Вдруг сквозь плотно сжатые веки я различила свет. Он шел откуда-то изнутри, словно в глубине моих глаз возникло неземное, изумрудное сияние. Такого света мне никогда не доводилось видеть. Сердце забилось чаще, горло перехватило. Я поняла, что происходит необыкновенное, удивительное, чудесное.
Сквозь сияние начала проступать фигура женщины.
– Мамочка, ты пришла, мамочка!
Но это была не мама. Свет сник, отступил, и женщина предстала передо мной, словно живая. Я и представить себе не могла, что на свете существуют такие красавицы. От нее исходило тепло, точно от свежевыпеченной халы, глаза лучились, будто субботние свечи, а запах она источала, как веточки мирта в праздник Суккот. Не знаю откуда, не знаю почему, но я вдруг поняла, что передо мной стоит царица Эстер.
Ее губы чуть заметно зашевелились, и слова сами собой зазвучали у меня в голове:
– Ничего не бойся. Все кончится хорошо. Ничего не бойся.
Я кивнула в знак согласия.
– Никогда больше не ложись так. Сейчас встань, подойти к настоятельнице и скажи ей, что предмет, который она разыскивает, находится под матрасом в келье сестры Кристины. Когда настоятельница вернется, попроси разрешения самостоятельно брать книги в монастырской библиотеке.
Я открыла рот, чтобы задать вопрос, но изумрудное сияние окутало царицу, и она исчезла.
Ноги совсем занемели, подниматься пришлось с величайшим трудом. Служба подходила к концу, монахини стояли на коленях и тихонько пели. Настоятельница обернулась и сделала приглашающий жест. Я приблизилась, она обняла меня, прижала к себе.

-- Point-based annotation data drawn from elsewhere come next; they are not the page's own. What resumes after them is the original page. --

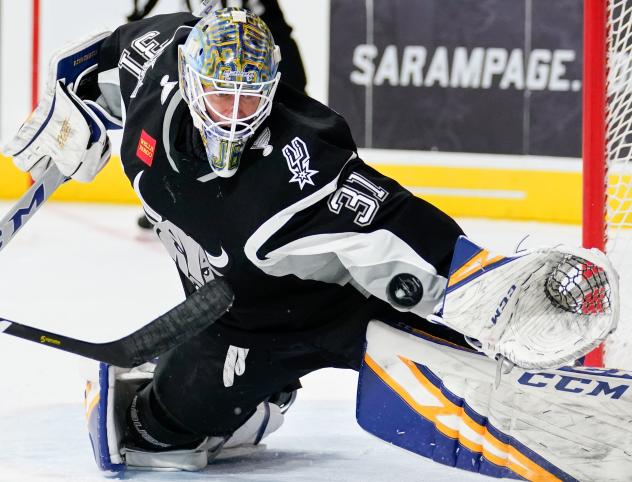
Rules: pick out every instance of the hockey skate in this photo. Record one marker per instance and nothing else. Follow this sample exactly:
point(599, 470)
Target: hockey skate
point(108, 397)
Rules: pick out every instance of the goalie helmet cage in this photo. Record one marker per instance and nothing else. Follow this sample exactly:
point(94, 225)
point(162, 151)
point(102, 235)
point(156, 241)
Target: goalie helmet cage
point(607, 152)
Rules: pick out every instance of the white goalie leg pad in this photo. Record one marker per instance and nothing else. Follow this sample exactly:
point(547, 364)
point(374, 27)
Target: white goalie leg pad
point(441, 401)
point(539, 309)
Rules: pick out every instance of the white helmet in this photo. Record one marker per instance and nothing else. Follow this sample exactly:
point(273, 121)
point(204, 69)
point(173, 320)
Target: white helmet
point(228, 72)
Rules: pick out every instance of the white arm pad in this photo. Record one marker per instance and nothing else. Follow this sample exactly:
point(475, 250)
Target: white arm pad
point(63, 128)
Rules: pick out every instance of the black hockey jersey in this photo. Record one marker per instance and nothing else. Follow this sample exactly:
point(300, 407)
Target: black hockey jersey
point(305, 232)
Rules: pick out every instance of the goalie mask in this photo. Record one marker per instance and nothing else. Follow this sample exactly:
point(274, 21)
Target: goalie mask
point(228, 76)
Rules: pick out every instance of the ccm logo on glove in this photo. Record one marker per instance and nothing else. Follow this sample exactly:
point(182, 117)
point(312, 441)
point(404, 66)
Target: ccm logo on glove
point(64, 133)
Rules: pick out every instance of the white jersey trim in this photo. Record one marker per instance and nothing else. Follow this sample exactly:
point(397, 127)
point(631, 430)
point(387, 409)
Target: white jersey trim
point(366, 260)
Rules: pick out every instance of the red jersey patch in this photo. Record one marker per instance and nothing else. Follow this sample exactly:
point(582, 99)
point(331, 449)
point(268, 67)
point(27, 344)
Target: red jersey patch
point(146, 148)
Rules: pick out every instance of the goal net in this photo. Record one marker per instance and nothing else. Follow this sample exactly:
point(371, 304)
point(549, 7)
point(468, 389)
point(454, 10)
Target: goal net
point(607, 151)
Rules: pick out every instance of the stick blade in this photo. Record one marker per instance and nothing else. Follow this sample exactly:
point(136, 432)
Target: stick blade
point(193, 315)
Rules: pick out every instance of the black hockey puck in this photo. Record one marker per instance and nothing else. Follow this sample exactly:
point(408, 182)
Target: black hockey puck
point(405, 290)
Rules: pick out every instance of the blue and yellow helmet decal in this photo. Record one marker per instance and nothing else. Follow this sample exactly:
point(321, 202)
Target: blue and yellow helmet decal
point(229, 52)
point(232, 45)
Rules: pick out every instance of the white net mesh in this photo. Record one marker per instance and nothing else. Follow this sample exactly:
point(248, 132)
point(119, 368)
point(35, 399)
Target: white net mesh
point(619, 179)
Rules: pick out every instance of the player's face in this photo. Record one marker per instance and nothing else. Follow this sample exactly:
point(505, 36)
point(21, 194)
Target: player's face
point(220, 105)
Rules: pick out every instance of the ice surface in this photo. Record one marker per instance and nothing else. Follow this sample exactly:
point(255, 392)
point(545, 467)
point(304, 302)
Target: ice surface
point(88, 269)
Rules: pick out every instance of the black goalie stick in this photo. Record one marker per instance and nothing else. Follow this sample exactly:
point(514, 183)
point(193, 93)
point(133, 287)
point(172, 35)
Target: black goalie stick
point(197, 312)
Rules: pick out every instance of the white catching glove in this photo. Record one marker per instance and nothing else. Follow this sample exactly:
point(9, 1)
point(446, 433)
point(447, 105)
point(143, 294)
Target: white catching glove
point(63, 128)
point(540, 309)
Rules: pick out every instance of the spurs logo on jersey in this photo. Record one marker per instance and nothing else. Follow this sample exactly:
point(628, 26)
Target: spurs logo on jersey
point(193, 261)
point(360, 196)
point(297, 157)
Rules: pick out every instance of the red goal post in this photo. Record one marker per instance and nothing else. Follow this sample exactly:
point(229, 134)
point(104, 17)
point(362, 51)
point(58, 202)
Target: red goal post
point(607, 152)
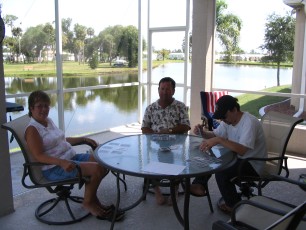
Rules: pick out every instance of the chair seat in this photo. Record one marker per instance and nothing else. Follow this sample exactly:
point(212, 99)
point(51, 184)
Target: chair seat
point(260, 219)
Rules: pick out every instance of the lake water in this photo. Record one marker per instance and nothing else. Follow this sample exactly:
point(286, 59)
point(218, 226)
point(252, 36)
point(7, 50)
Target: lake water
point(97, 110)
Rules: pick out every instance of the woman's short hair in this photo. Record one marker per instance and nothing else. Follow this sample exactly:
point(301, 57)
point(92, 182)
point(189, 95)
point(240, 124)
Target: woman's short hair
point(37, 96)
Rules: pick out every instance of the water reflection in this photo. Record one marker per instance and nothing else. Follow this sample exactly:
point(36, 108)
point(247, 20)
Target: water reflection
point(95, 110)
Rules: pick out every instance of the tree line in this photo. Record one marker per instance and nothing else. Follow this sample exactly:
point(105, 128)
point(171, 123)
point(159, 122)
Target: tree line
point(36, 43)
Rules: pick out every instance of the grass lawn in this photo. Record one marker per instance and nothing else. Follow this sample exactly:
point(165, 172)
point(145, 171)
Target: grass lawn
point(253, 102)
point(69, 69)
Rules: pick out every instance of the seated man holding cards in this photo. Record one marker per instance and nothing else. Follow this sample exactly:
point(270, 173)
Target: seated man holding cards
point(240, 132)
point(165, 116)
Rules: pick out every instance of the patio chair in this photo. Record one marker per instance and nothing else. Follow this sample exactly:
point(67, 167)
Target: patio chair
point(277, 128)
point(260, 212)
point(63, 209)
point(208, 101)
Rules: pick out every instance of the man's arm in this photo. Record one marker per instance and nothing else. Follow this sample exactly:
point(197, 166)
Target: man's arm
point(146, 130)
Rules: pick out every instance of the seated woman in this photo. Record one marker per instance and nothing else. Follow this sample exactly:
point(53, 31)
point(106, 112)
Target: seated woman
point(49, 145)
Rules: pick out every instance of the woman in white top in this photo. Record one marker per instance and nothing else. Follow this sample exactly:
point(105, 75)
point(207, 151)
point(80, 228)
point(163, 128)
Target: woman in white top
point(48, 145)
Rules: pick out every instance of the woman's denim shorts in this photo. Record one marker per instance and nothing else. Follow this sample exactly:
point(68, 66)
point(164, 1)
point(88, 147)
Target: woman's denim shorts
point(58, 173)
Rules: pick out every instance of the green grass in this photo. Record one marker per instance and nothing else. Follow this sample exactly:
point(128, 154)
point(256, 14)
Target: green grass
point(253, 102)
point(69, 69)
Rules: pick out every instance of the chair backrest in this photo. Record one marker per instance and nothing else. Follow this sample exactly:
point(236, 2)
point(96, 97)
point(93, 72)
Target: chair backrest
point(277, 128)
point(208, 101)
point(17, 128)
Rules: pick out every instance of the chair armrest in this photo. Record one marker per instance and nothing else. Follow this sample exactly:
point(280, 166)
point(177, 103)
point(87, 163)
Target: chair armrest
point(27, 172)
point(221, 225)
point(259, 206)
point(288, 180)
point(244, 161)
point(83, 142)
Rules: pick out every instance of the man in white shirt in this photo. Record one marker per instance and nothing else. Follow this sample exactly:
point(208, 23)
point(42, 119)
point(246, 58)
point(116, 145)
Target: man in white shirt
point(240, 132)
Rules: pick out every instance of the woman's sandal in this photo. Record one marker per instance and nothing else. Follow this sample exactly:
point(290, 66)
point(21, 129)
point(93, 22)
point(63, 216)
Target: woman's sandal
point(223, 207)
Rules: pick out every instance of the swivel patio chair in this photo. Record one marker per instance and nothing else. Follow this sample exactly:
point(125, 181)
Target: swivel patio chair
point(208, 101)
point(277, 128)
point(261, 212)
point(63, 209)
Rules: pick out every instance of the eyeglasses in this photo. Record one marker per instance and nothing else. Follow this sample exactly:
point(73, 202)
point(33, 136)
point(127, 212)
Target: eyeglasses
point(42, 106)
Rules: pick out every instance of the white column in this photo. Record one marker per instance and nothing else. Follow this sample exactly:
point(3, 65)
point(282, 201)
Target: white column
point(6, 191)
point(203, 32)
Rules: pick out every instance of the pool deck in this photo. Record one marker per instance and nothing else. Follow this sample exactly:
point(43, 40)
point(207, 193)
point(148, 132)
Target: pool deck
point(147, 215)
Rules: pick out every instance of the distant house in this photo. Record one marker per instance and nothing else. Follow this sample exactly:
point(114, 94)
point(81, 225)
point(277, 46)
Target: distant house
point(176, 56)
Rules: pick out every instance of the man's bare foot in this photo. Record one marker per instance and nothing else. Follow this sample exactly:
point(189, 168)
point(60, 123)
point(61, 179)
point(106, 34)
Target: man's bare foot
point(94, 209)
point(176, 196)
point(160, 199)
point(197, 190)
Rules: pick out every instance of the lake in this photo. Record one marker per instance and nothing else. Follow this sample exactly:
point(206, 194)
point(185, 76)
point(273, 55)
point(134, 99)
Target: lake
point(93, 111)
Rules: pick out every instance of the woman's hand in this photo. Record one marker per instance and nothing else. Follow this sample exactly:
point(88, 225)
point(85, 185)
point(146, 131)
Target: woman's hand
point(90, 142)
point(197, 130)
point(68, 166)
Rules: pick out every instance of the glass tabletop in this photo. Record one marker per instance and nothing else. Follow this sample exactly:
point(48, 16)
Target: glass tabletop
point(162, 155)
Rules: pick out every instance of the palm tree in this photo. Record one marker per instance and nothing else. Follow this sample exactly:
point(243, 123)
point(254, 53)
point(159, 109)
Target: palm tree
point(228, 29)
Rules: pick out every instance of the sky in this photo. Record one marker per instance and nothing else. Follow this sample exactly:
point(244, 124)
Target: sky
point(100, 14)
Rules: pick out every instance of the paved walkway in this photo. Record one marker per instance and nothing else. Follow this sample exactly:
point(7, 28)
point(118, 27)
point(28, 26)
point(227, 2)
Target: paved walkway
point(147, 215)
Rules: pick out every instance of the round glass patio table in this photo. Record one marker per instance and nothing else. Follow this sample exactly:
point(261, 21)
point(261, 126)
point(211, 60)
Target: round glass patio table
point(163, 156)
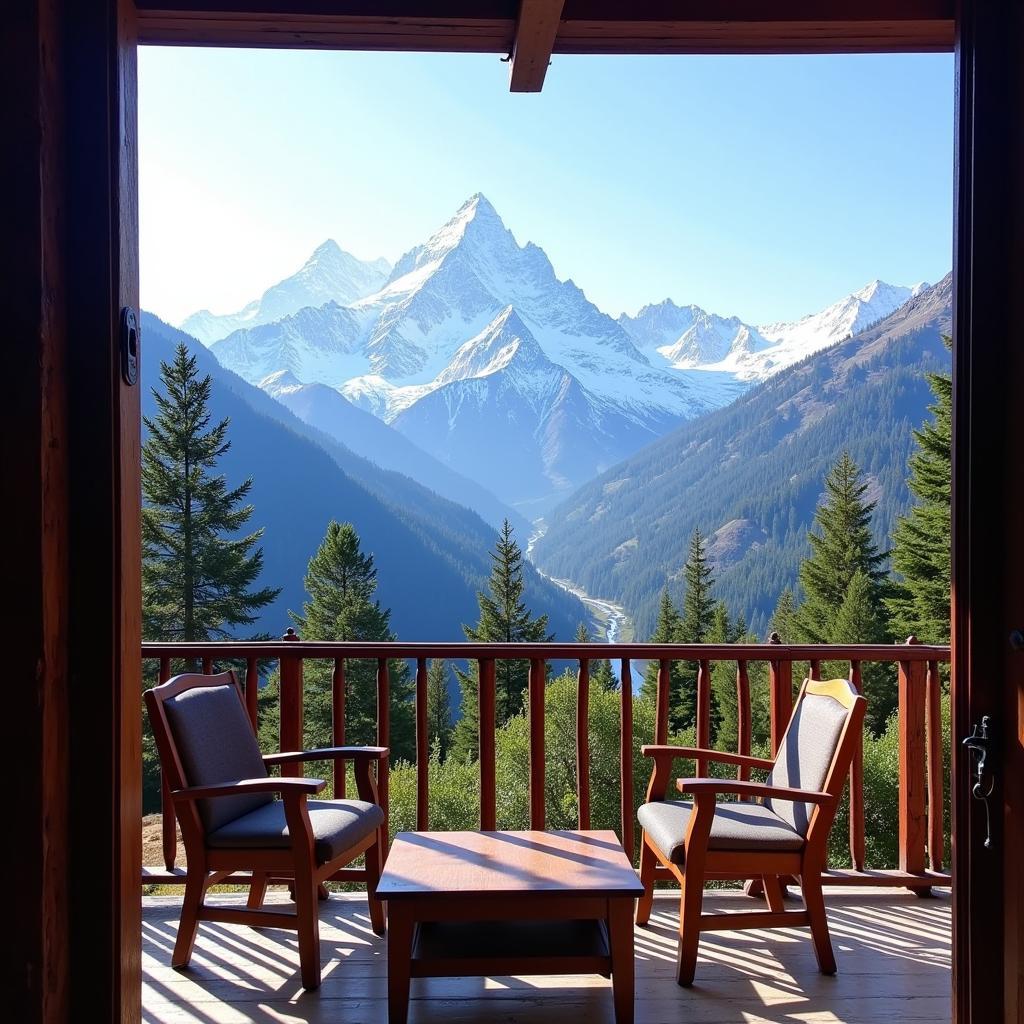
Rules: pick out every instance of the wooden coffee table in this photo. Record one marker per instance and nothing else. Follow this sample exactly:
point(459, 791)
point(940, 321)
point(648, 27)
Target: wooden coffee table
point(499, 903)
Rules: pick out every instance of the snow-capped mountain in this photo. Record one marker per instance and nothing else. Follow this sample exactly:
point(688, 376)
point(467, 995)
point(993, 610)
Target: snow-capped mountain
point(524, 423)
point(476, 350)
point(472, 304)
point(690, 338)
point(712, 339)
point(331, 274)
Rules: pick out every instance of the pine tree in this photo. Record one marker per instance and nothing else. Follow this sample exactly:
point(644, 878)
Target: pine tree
point(600, 669)
point(341, 582)
point(920, 603)
point(841, 548)
point(698, 605)
point(783, 621)
point(439, 727)
point(857, 622)
point(724, 711)
point(198, 574)
point(504, 619)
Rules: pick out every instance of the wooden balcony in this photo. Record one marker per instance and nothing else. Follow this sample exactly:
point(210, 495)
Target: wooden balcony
point(921, 756)
point(893, 947)
point(893, 951)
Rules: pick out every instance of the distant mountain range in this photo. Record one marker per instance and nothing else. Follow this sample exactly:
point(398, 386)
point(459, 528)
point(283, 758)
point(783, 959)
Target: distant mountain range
point(750, 475)
point(473, 349)
point(431, 554)
point(331, 274)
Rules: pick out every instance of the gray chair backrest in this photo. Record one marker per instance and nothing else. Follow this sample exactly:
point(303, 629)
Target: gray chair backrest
point(806, 754)
point(215, 742)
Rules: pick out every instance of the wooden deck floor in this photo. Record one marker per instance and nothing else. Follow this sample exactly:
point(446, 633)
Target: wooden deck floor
point(893, 951)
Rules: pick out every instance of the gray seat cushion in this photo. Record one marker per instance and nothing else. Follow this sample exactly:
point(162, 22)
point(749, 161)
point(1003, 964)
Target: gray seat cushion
point(216, 743)
point(806, 754)
point(338, 824)
point(736, 826)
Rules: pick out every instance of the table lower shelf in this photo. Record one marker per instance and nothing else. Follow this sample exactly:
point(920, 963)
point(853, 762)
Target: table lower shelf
point(500, 948)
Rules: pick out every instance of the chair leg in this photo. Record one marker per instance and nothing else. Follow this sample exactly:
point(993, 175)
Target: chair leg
point(773, 893)
point(308, 922)
point(810, 885)
point(690, 905)
point(188, 925)
point(648, 861)
point(373, 861)
point(257, 891)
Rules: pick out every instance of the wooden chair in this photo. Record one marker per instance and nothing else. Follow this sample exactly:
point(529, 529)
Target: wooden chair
point(783, 835)
point(223, 798)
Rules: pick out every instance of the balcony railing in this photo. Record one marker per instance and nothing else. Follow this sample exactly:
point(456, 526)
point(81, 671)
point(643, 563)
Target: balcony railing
point(921, 756)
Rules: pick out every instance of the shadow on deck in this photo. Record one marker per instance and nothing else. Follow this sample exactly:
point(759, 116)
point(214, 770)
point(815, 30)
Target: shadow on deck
point(893, 950)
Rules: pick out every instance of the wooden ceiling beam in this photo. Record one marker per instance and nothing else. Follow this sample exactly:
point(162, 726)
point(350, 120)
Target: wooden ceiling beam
point(536, 30)
point(530, 31)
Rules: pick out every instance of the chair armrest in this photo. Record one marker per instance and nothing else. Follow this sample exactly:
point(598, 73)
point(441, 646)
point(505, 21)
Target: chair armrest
point(286, 786)
point(328, 754)
point(714, 786)
point(694, 754)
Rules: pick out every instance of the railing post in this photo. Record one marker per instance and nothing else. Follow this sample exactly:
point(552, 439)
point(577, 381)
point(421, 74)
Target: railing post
point(485, 728)
point(537, 680)
point(742, 717)
point(291, 704)
point(626, 757)
point(252, 691)
point(936, 830)
point(780, 695)
point(857, 844)
point(383, 734)
point(422, 749)
point(911, 764)
point(704, 714)
point(168, 820)
point(338, 723)
point(583, 744)
point(662, 704)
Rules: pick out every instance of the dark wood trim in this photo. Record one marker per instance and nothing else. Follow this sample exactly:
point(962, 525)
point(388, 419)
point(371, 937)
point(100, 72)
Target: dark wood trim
point(103, 581)
point(536, 29)
point(586, 27)
point(34, 419)
point(988, 428)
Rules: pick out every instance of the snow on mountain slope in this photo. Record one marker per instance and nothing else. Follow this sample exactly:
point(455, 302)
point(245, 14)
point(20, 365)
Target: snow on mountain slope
point(712, 339)
point(331, 274)
point(472, 331)
point(517, 422)
point(852, 313)
point(317, 344)
point(708, 342)
point(659, 324)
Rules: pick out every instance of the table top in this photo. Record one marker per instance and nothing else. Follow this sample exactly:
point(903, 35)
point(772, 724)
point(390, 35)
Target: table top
point(566, 863)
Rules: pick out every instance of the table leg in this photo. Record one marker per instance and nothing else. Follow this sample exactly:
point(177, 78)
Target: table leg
point(621, 940)
point(399, 953)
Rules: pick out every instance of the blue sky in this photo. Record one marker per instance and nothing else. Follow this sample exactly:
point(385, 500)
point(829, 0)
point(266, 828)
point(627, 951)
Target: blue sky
point(763, 187)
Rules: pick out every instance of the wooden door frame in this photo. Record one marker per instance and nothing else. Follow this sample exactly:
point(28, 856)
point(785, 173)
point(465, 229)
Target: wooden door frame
point(988, 366)
point(72, 431)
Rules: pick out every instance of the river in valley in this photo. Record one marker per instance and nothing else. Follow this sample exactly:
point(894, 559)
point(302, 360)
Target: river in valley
point(613, 624)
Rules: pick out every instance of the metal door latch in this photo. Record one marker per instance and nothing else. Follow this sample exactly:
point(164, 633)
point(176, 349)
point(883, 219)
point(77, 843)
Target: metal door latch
point(980, 744)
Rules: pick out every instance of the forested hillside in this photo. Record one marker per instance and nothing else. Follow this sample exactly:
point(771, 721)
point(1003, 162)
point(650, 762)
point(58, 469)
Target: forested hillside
point(751, 474)
point(431, 555)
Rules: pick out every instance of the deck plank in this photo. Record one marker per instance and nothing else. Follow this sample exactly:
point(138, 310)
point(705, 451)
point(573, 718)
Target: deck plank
point(893, 950)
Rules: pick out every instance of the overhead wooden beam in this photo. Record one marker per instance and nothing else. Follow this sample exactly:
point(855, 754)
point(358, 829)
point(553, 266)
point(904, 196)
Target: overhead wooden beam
point(535, 39)
point(578, 26)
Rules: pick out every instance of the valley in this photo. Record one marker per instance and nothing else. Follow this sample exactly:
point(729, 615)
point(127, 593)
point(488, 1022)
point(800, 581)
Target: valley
point(470, 376)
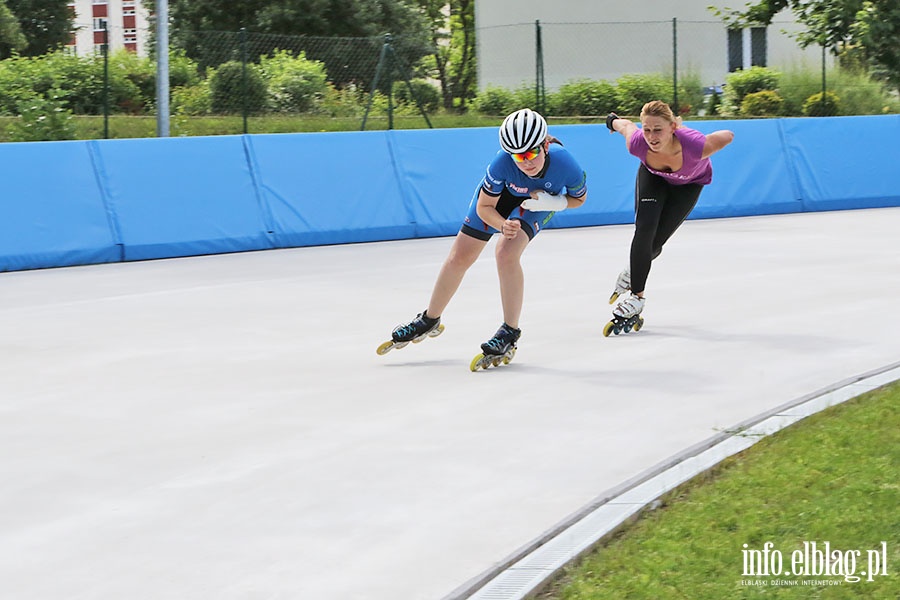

– Как ты себя чувствуешь, малышка? – спросила она ласковым голосом.
Я наклонилась к ее уху и прошептала то, что велела царица.
Настоятельница вздрогнула.
– Откуда ты знаешь? – сказала она совсем другим тоном.
Я молчала.
– Ты это узнала сейчас, во время молитвы?
Я кивнула.
Настоятельница резко поднялась с колен и, шурша казулой, вышла из зала. Спустя несколько минут она вернулась. Ее лицо пылало от гнева.
– Отправляйся в мою келью, малышка, – приказала она мне. – Дожидайся там. А ты, сестра Кристина, и ты, сестра ключница, пройдемте в конторское помещение.
С того дня я переселилась в заднюю комнатку кельи настоятельницы. В отличие от узких, похожих на тюремную камеру комнатушек сестер, настоятельница занимала четыре соединенные между собой комнаты, скромно именуемые кельей. В самой просторной она принимала гостей, в средней находилась личная молельня, а в двух маленьких – спальни. Одну из них отдали мне, и я почти не выходила наружу, проводя большую часть времени за чтением книг на идише, найденных в библиотеке.
В монастыре почитали меня за святую, сестры думали, будто я крестилась и готовлюсь по достижении совершеннолетия постричься в монахини. И только настоятельница знала, что это не так.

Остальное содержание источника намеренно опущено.